Serena touched her cheek without realizing it. She had learned to stay quiet, to wait until the storm passed, but tonight the silence only fed him.
He crossed the room in two staggering steps and slapped her hard across the face. The force sent her sideways against the table. A line of red bloomed on her lip.
“Stop it,” Luke said. His voice cracked, still a child’s. He moved between them, shoulders squared though his whole body trembled.
Their father’s mouth curled into something that was almost a smile. “You want to be a man, Luke? Then stand like one.”
He reached for the baseball bat propped against the wall. The wood had splinters at the handle from nights like this. He lifted it slowly, enjoying the weight.
Serena’s breath came shallow. “Please,” she whispered, but he was already drawing back his arm.
Luke lunged first. He shoved his father’s chest with all the force his thin arms could manage. The man stumbled half a step, surprised more than hurt, and then rage twisted his face.
“You little...”
Before the words finished, Serena grabbed the nearest thing, an empty beer bottle, and swung. The glass broke against his temple with a sound she would remember for the rest of her life.
Her father dropped to his knees, dazed but breathing. Serena didn’t wait to see more. She caught Luke’s wrist. “Run.”
He hesitated only long enough to look at the blood starting to trickle down their father’s face. Then the bat slipped from the man’s hand and clattered to the floor.
They ran.
The screen door slammed behind them, rattling on its hinges. Outside, the rain came down in sheets that erased everything; streetlights, footprints, the smell of beer and sweat that clung to the house. The mud sucked at their feet as they sprinted down the narrow road that cut through the woods.
“Where are we going?” Luke shouted over the rain.
“Anywhere.” Serena’s voice broke. “Just keep running.”
They had no jackets, no money, no plan. Only bruises, and the desperate certainty that anything was better than staying.
Behind them, thunder rolled like footsteps. Ahead, the night opened its mouth and swallowed them whole.
Five Years Later
The city never slept, but Serena had learned to move through it like a shadow. She worked the morning shift at a diner that smelled of coffee and bleach, the kind of place where time crawled but bills didn’t wait. Her hands were always sore from scrubbing, her eyes always half-lidded from nights spent counting coins at the kitchen table.
Luke’s laughter was the only sound that made it feel worth it. He was eighteen now, tall but still carrying the softness of the boy she had dragged through the rain five years ago. His hair fell into his eyes when he studied, and he had the habit of biting his thumb when he was nervous.

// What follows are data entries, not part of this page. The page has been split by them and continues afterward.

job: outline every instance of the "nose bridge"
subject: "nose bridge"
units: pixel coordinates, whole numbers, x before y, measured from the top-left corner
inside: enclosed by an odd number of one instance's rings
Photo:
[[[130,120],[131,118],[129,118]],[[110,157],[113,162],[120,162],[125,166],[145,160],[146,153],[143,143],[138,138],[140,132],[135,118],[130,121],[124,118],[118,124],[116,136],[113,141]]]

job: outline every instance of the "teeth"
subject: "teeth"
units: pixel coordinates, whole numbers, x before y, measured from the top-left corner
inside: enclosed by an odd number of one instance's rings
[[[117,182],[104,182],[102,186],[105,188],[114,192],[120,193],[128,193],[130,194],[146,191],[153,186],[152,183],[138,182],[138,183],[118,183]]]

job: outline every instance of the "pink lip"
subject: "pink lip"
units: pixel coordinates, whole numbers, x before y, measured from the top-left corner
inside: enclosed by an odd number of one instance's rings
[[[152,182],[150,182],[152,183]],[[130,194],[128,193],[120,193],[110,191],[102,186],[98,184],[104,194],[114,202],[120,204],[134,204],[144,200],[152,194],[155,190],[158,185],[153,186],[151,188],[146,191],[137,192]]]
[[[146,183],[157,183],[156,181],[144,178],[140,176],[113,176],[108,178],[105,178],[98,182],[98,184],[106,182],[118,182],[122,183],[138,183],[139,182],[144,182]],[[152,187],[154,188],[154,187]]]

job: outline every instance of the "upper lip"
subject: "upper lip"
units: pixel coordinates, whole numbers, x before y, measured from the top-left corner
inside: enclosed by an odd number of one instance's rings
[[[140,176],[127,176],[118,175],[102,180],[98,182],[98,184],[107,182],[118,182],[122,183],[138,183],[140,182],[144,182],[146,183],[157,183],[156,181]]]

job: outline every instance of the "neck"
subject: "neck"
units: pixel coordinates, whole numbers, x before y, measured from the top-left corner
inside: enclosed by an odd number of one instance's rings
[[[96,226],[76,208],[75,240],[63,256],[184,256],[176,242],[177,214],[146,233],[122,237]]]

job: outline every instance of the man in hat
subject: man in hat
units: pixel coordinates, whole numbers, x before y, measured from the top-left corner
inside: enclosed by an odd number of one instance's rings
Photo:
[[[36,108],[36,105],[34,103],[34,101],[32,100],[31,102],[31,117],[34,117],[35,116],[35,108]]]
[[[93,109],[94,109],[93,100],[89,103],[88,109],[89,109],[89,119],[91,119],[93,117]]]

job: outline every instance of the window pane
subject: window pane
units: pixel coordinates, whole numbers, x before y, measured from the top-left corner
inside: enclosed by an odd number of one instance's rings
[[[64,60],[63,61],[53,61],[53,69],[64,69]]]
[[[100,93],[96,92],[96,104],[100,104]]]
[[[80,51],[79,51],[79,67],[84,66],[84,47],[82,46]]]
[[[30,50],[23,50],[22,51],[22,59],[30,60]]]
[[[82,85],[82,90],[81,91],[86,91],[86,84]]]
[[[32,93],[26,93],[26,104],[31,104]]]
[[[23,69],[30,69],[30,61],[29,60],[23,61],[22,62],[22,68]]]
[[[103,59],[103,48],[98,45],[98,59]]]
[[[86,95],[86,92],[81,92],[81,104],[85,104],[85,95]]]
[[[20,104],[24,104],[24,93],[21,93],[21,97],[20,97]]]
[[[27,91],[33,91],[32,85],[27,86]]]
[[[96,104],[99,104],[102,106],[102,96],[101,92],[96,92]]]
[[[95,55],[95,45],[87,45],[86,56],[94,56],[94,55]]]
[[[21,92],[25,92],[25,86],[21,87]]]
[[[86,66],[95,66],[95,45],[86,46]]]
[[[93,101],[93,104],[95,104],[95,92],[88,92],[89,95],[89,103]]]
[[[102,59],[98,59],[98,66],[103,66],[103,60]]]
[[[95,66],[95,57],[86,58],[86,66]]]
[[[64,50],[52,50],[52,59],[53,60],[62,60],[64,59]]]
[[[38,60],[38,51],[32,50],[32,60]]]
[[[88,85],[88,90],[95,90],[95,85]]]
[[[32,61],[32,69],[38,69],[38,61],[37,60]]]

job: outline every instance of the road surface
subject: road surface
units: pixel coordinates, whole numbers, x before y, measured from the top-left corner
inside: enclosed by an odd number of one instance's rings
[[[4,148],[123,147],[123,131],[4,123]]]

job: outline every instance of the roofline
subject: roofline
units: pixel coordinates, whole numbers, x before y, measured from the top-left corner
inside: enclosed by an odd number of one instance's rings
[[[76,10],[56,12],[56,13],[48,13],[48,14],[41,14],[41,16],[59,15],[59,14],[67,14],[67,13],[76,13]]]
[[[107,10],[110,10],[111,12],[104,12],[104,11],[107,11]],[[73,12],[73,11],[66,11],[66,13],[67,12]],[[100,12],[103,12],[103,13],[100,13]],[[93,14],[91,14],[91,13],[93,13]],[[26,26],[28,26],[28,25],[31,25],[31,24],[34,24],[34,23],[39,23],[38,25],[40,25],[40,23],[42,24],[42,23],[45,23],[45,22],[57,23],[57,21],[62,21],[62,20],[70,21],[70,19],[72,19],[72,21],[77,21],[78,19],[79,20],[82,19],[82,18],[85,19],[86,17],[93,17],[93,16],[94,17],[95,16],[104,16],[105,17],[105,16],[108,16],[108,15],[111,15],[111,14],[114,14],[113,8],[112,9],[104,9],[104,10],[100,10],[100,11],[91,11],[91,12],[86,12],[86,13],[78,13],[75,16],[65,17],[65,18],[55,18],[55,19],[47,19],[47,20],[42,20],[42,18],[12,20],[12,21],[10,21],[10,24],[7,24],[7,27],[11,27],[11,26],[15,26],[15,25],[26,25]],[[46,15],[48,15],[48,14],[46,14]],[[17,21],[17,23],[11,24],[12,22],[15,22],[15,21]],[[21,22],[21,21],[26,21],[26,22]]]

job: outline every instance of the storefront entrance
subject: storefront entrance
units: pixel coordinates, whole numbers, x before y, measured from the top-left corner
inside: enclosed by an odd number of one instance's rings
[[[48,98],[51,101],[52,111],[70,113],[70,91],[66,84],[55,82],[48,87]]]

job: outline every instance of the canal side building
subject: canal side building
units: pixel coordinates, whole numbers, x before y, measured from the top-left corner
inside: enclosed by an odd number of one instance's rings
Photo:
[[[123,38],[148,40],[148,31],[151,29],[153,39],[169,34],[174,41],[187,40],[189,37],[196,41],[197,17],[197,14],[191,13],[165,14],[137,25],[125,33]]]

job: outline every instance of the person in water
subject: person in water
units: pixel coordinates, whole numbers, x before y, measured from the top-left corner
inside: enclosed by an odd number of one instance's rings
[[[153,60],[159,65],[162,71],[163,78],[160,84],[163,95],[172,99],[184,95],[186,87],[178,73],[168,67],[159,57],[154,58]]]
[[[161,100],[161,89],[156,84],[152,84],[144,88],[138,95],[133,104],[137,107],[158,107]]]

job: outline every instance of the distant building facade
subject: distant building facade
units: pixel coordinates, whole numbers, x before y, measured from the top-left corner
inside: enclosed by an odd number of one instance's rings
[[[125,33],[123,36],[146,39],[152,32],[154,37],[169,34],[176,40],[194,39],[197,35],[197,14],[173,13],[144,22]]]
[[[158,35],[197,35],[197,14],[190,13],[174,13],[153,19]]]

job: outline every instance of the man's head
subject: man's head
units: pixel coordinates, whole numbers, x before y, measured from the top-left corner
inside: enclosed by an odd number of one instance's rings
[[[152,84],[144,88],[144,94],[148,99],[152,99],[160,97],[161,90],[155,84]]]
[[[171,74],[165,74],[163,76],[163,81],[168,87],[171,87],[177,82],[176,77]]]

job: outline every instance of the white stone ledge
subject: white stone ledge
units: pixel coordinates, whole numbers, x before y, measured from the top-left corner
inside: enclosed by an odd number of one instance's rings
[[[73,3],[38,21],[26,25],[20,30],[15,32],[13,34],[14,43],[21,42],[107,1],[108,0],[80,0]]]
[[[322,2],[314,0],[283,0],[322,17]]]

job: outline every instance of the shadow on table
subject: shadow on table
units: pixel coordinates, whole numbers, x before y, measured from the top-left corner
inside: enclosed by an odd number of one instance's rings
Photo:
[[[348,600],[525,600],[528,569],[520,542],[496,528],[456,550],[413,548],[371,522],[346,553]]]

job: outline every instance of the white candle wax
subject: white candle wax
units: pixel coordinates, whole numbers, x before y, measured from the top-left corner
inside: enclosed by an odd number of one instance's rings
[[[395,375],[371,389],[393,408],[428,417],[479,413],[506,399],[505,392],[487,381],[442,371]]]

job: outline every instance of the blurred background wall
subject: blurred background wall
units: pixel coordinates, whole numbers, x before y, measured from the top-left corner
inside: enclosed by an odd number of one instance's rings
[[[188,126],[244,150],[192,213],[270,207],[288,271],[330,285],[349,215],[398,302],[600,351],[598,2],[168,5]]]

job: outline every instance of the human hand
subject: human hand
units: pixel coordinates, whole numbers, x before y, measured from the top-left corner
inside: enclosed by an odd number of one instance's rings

Their apartment was small, one room and a kitchenette that hummed louder than the fridge itself. Serena had painted the walls a faded blue to make it feel like sky. Luke teased her for it but never said he hated it.
That evening, Serena came home with her uniform damp from the drizzle outside. Luke sat at the table with a letter open in front of him. His eyes were wide, his fingers trembling.
“What’s that?” she asked, hanging her apron on the chair.
He held out the paper like it was something sacred. “I got in. The community college program I told you about. They accepted me.”
For a moment she forgot how to breathe. “Luke, that’s… that’s incredible.”
He smiled, but it didn’t reach his eyes. “It doesn’t matter. We can’t afford it.”
Serena’s heart clenched. “We’ll find a way. I can take another shift. Maybe sell the scooter.”
“You already work three jobs,” he said quietly. “You barely sleep. You think I want that for you again?”
She crossed her arms. “It’s what family does.”
Luke stood, pacing. “No. It’s what you do. Always you. Always saving me.” He ran his hands through his hair, the letter crumpling slightly in his grip. “I’m tired of being the reason you break yourself apart.”
Serena stepped closer and touched his shoulder. “Luke, please don’t talk like that.”
He turned away, voice low. “I’ll figure something out.”